# Thats TORN IT!! Reluctant sale of my Hase kettweisel full suspension trike



## neil earley (29 Aug 2017)

Had rotating cuff injury surgery in January and a plate inserted in my left shoulder,so bought my Hase Ket full suspension ready for summer.
Went to lift back of trike to go through the ant m/bike barrier which is a B******r to get it through felt a sharp pain and numbness my right shoulder!!
Ignored the pain as I am used to it ! following night was very painful off to see my GP and had x ray and a ultrasound scan 3 weeks later.
I have a tear in my tendon so I have to have further surgery again on rotating cuff ,can believe my luck sometimes not only have a degenerative spinal disease but problematic shoulders!!
Told the surgeon how it happened and have been advised not to ride,think I will be the judge of that as its my only form of enjoyment left.
So I have been thinking of a folding recumbent trike eg Ice trike, Gekko or a scorpion as this would be easier
for me to tackle these barriers in future.
Reluctantly going to sell my Hase Kett the most comfortable trike I have owned with full suspension
Some pics if anyone is interested or will part ex for a folding trike
Paid £1700 looking at offers around £1450
Equipped with shimano 8 speed hub quick adjuster on chain length in vgc son dynamo
receipt of extras fitted




extras


----------



## Falco Frank (29 Aug 2017)

Gutted for you, what a great looking trike.

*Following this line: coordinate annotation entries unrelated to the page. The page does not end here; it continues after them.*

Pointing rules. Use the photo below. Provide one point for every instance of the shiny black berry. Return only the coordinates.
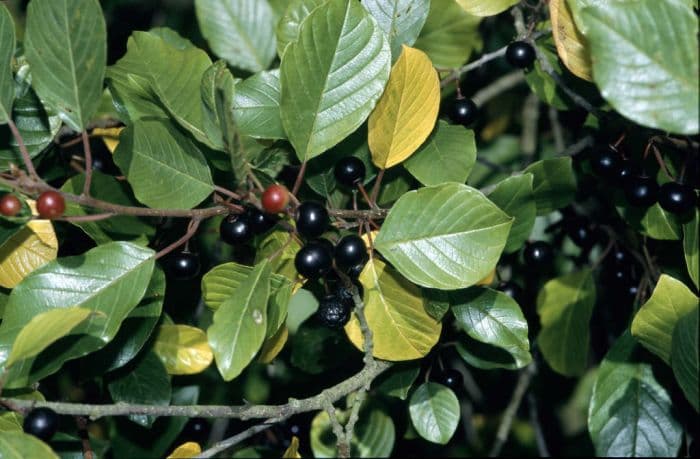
(350, 171)
(313, 260)
(641, 191)
(332, 312)
(312, 219)
(464, 112)
(184, 266)
(236, 229)
(42, 423)
(676, 198)
(520, 54)
(538, 255)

Very best wishes for your recuperation.


----------



## voyager (29 Aug 2017)

Nice trike , my mate had the same problem took almost 6 months to start to heal, still has to take it easy , it's one repair that takes time to heal.
good luck , 
regards Emma


----------



## mjr (29 Aug 2017)

Good luck. Please report that injurious barrier to www.fixmystreet.com with a link to this page so the bloody council can see the harm done by their useless barriers. They don't stop motorcycles but they do injure loads of people who are just trying to get some exercise


----------



## 404 Not Found Anywhere (29 Aug 2017)

You might well find that your alternatives are no lighter than the Kettwiesel and I suspect folding them up to get over m/c barriers might equally strain your injured shoulder. Another potential issue is that they are a substantially lower and that might again strain your shoulder as you get in and out post op. Maybe you just need to change your routes for a bit? It's a lovely machine, I think you're letting it go for a bargain price unless that's a typo. Don't act in haste, you may come to regret it!


----------



## PaulM (29 Aug 2017)

Very sorry to hear of your woes. I've been wondering if a Stein Trikes might get round or under path or trail barriers better than other trikes because some of the models are available in a very narrow track.


----------



## neil earley (29 Aug 2017)

404 Not Found Anywhere said:


> You might well find that your alternatives are no lighter than the Kettwiesel and I suspect folding them up to get over m/c barriers might equally strain your injured shoulder. Another potential issue is that they are a substantially lower and that might again strain your shoulder as you get in and out post op. Maybe you just need to change your routes for a bit? It's a lovely machine, I think you're letting it go for a bargain price unless that's a typo. Don't act in haste, you may come to regret it!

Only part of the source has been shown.